Bakken Oil Gains From Natural Gas Strains
North Dakota's oil boom – the biggest oil boom this generation has witnessed – is experiencing an interesting paradigm shift amidst plunging natural gas prices.
An increasing number of fracking crews are moving on to oil wells to drill as opposed to drilling for natural-gas from shale deposits...
Recently, there's been quite an influx of oil workers near the Bakken shale formation as the unseasonably warm winter allowed them to train the workers to prepare the wells for drilling and production; especially the hydraulic fracturing method.
Typically, not everyone is as willing to work in the winter up in North Dakota. However, this year's mild temperatures and lack of freezing precipitation meant more workers were willing to stay put.
Consequently, energy companies have actually fracked more wells than they drilled for the first time in five months, according to state data released earlier this month. That being said, oil output actually has the potential to grow more quickly than last year (which marked a 35 percent growth rate).
For the last three years, smaller oil companies with thin pockets were forced to wait for two to three months before they could book fracking crews and get oil out of their wells. As more and more wells were drilled, that backlog has grown.
Last year, an average 12 percent of all oil wells were idled in North Dakota. Even so, output in January hit 546,000 barrels per day, doubling in the last two years and pushing the state ahead of California as the country's third-largest producer.

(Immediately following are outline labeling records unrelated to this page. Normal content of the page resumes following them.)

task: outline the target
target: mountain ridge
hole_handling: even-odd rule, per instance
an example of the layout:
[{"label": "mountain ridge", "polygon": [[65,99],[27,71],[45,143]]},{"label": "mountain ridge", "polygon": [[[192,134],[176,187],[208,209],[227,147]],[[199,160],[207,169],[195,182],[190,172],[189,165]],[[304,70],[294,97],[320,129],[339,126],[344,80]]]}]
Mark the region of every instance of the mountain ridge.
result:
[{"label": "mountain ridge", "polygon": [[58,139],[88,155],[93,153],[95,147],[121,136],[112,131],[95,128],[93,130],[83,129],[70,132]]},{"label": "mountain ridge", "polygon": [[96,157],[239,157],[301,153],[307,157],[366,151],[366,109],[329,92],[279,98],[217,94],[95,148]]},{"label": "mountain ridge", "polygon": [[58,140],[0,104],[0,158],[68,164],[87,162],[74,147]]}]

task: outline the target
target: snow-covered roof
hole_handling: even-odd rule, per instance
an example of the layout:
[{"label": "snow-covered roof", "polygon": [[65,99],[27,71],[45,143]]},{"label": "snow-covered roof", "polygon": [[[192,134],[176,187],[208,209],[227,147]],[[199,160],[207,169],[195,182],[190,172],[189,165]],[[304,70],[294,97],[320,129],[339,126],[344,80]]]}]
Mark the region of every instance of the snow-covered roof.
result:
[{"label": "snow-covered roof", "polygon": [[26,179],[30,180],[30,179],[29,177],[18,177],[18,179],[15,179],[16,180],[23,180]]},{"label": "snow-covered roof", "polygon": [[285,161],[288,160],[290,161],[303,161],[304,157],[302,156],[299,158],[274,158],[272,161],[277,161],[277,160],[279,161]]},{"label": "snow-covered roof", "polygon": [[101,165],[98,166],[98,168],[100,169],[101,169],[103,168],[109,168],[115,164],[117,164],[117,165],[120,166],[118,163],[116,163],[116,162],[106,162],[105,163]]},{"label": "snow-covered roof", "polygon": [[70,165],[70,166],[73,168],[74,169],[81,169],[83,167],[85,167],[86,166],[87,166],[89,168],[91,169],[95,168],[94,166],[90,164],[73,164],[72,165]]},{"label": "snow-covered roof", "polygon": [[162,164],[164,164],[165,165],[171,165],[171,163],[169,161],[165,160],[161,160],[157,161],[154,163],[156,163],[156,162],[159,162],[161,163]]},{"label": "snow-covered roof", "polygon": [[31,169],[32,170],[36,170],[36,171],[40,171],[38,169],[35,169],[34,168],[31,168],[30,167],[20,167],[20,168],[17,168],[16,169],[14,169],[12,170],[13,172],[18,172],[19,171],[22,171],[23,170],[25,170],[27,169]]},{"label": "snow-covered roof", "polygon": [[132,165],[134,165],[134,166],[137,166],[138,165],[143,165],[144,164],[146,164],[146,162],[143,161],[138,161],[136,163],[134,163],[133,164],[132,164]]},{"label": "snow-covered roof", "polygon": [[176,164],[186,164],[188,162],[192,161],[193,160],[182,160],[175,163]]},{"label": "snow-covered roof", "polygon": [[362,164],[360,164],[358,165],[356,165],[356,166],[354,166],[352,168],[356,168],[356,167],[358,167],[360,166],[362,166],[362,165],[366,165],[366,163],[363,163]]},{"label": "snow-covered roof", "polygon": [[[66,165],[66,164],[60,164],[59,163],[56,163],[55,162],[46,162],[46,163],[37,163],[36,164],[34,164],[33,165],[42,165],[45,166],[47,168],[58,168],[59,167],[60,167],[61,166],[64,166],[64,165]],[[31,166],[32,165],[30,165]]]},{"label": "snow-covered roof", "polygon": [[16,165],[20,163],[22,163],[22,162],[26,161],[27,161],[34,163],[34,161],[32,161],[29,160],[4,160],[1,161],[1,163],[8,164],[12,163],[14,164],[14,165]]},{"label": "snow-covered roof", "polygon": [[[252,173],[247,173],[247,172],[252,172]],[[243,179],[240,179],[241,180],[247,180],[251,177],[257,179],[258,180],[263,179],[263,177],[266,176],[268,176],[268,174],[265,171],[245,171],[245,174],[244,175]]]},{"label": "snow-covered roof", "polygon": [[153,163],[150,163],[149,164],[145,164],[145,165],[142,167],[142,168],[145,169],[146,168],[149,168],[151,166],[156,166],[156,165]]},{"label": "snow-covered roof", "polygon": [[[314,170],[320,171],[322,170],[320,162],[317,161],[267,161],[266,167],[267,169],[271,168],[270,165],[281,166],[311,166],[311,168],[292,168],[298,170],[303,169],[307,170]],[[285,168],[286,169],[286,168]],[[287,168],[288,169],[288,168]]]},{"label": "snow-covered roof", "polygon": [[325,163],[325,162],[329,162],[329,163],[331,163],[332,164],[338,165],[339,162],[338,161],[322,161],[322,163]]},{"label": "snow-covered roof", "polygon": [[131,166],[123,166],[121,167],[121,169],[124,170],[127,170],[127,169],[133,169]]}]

As natural gas prices have dipped down to a 10-year-low, some big energy companies are canceling some serious business plans. Major companies like Chesapeake and Encana are halting previously planned procedures for new wells and shutting down some existing natural-gas wells as well. Instead, they are sending employees to drill and frack for oil.
Some firms – Halliburton, Baker Hughes and Schlumberger – are shifting gears and sending their workers to oil fields as opposed to shale gas wells. Calgary-based Calfrac recently transferred one crew into the Bakken close to the end of last year.
Meanwhile, FTS International is focusing on operations in Utica (a new prospect in western Pennsylvania and Ohio) as opposed to the shale-dense Barnett formation.
Finding skilled frackers with the necessary work-ethic to stay focused for 12-hour shifts for two weeks before getting even one day off is a struggle, despite the desirable salaries offered:
Easing personnel constraints suggest recruiters may be meeting with success in nationwide campaigns to attract workers with specialized knowledge of complex pumps and hazmat trucks -- and a willingness to brave harsh conditions.
Even with U.S. unemployment at 8.3 percent, such skilled labor remains in short supply despite salaries from $70,000 to $120,000 a year. In North Dakota, unemployment was just 3.2 percent in January, the lowest rate in the nation.
Once a fracker is hired, it takes at least six months just to train someone how to use a fracking pump, says David Vaucher, analyst with IHS Bambridge Energy Research.
Therefore, oil companies prefer experienced workers but haven't had much luck finding them lately. The majority of those experienced workers had been working on extracting natural gas due to the recent surge in supply. Now however, due to the slump in gas costs, companies and workers are moving on to oil wells in hopes of making greater profits.
And although the fracking process is a controversial one, it hasn't really been received as negatively in North Dakota as it has in other parts of the country. Companies are drilling away at record levels.
The number of idle wells waiting to be completed in the state reached a record 908 last June, the result of a new drilling rush and heavy spring floods. Only 733 wells were idle in August as crews caught up, but the figure crept steadily higher until the start of this year.
Now, the industry may be turning a corner in North Dakota, the fastest-growing oil frontier in the world.
Amidst these natural gas pains, it sounds like oil may be on its way to pick up some substantive gains.